Già da molti anni i rifugi non sono più un punto di partenza. Nascevano infatti come base degli alpinisti per partire verso la vetta. Ora sono più spesso una meta e le esigenze di chi li frequenta sono aumentate. La vera sfida è trovare un equilibrio, in modo da soddisfare le richieste di chi arriva dalla città senza snaturarsi, perché il rifugio non è la città in alta quota. Bisogna staccare senza essere passatisti e senza aver paura di osare. Al Garelli il progetto di ristrutturazione fu salutato con perplessità, ma alla fine i finestroni spettacolari hanno la funzione di aumentare il riscaldamento all'interno. Ben venga l'innovazione se è funzionale. È un momento molto vivo in cui conciliare tradizione e innovazione.

Sei arrivato alla quarta stagione del Rifugio. Quali sviluppi prevedi?

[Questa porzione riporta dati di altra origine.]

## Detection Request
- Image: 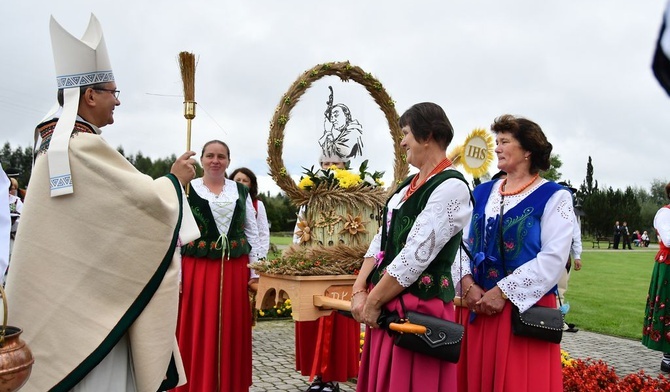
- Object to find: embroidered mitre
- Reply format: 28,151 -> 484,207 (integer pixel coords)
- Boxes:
46,14 -> 114,197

Proseguire sull'onda di questa sempre più appassionata indagine umana. È un racconto di persone che vivono la montagna. Mi piacerebbe coinvolgere anche i content creators, youtubers e persone che raccontano la montagna attraverso i social. Ci sono moltissimi canali youtube e instagram sul tema e ho intervistato diversi nomadi digitali e alcuni giovani che si definiscono "montanari digitali". Ora che lo smart-working è stato sdoganato, i rifugi anche in questo caso si sono fatti interpreti di questa avanguardia, creando delle postazioni di lavoro ad hoc. Poi vorrei indagare anche i nuovi linguaggi e uscire dallo stereotipo. Approfondire anche l'aspetto delle risorse elettriche, su come rendere viva la macchina rifugio che si autogestisce, studiando gli aspetti tecnologici con attenzione alle nuove possibilità. Molti rifugi sono anche un punto di primo soccorso. È un aspetto fra i principali. I mezzi di elisoccorso sono diventati eliambulanze a tutti gli effetti. Ogni attività comporta dei rischi, bisogna uscire dal luogo comune della "montagna assassina". In realtà sono i comportamenti sbagliati, quelli sì, da stigmatizzare.

 

Chi è Ernesto Goio

Nato a Trento, fin da bambino girava col microfono per casa, segno di una passione radicata e innata. Dopo la gavetta nelle radio private trentine, nei primi anni 2000 si trasferisce a Roma con un buon bagaglio di esperienza fra radio e teatro, cercando di unire questi due linguaggi. Si è formato a Bologna frequentando prima il liceo classico e poi la facoltà di Lettere. Fra i suoi programmi per Rai Radio 3 è da segnalare Ad alta voce - letture dalla raccolta "Principianti" di Raymond Carver. Per Rai Radio 2: Mai sognato?, Il cammello di Radio 2, Vuoti di memoria, Balconi d'Italia! Besame Mucho, Aria condizionata, Dirty Boogie - il grande romanzo del rock, Numero Verde, 610 con Lillo e Greg, Tra il dire e il mare. Quest'ultimo programma, con i tratti della fiction, raccontava le vicende del guardiano in un immaginario faro nel Mediterraneo. Erano interviste sul mondo della radio e monologhi di satira di costume, sullo sfondo del racconto di una vicenda d'amore. Dai fari ai rifugi, il passo è stato breve.